L'Italia ha uno Stato di classe?
Nelle discussioni e nelle polemiche troppo spesso le parole si sovrappongono alla realtà storica. Riferendoci all'Italia noi usiamo le parole: capitalisti, proletari, Stati, partiti, come se esse significassero entità sociali che hanno raggiunto la pienezza della loro maturità storica, o una maturità già notevole cosí come nei paesi economicamente progrediti. Ma in Italia il capitalismo è ai suoi primi inizi, e la legge esteriore non si adegua per nulla alla realtà.
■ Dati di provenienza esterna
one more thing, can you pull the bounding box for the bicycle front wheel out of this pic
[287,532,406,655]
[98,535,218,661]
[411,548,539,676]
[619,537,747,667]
La legge è una incrostazione moderna su un edifizio antiquato, non è il prodotto di una evoluzione economica, è un prodotto del mimetismo politico internazionale, di una evoluzione intellettuale del giure, non dello strumento di lavoro.
Lo notava Giuseppe Prezzolini recentemente a proposito della polemica sulla «democrazia». Sotto una parvenza, puramente superficiale, di ordinamento democratico, lo Stato italiano ha conservato la sostanza e l'impalcatura di uno Stato dispotico (lo stesso dicasi della Francia).
Esiste un regime burocratico centralista, fondato sul sistema tirannico napoleonico, adatto ad opprimere e livellare ogni energia ed ogni movimento spontaneo.
La politica estera è arcisegreta; non solo non ne sono pubbliche le discussioni, ma nemmeno i patti sono conosciuti dagli interessati.
L'esercito era (fino alla guerra che ha fatto scoppiare necessariamente lo schema antiquato) di carriera, non la nazione armata.
C'è una religione di Stato, stipendiata, aiutata dallo Stato, e non la separazione laica e l'uguaglianza di tutti i culti.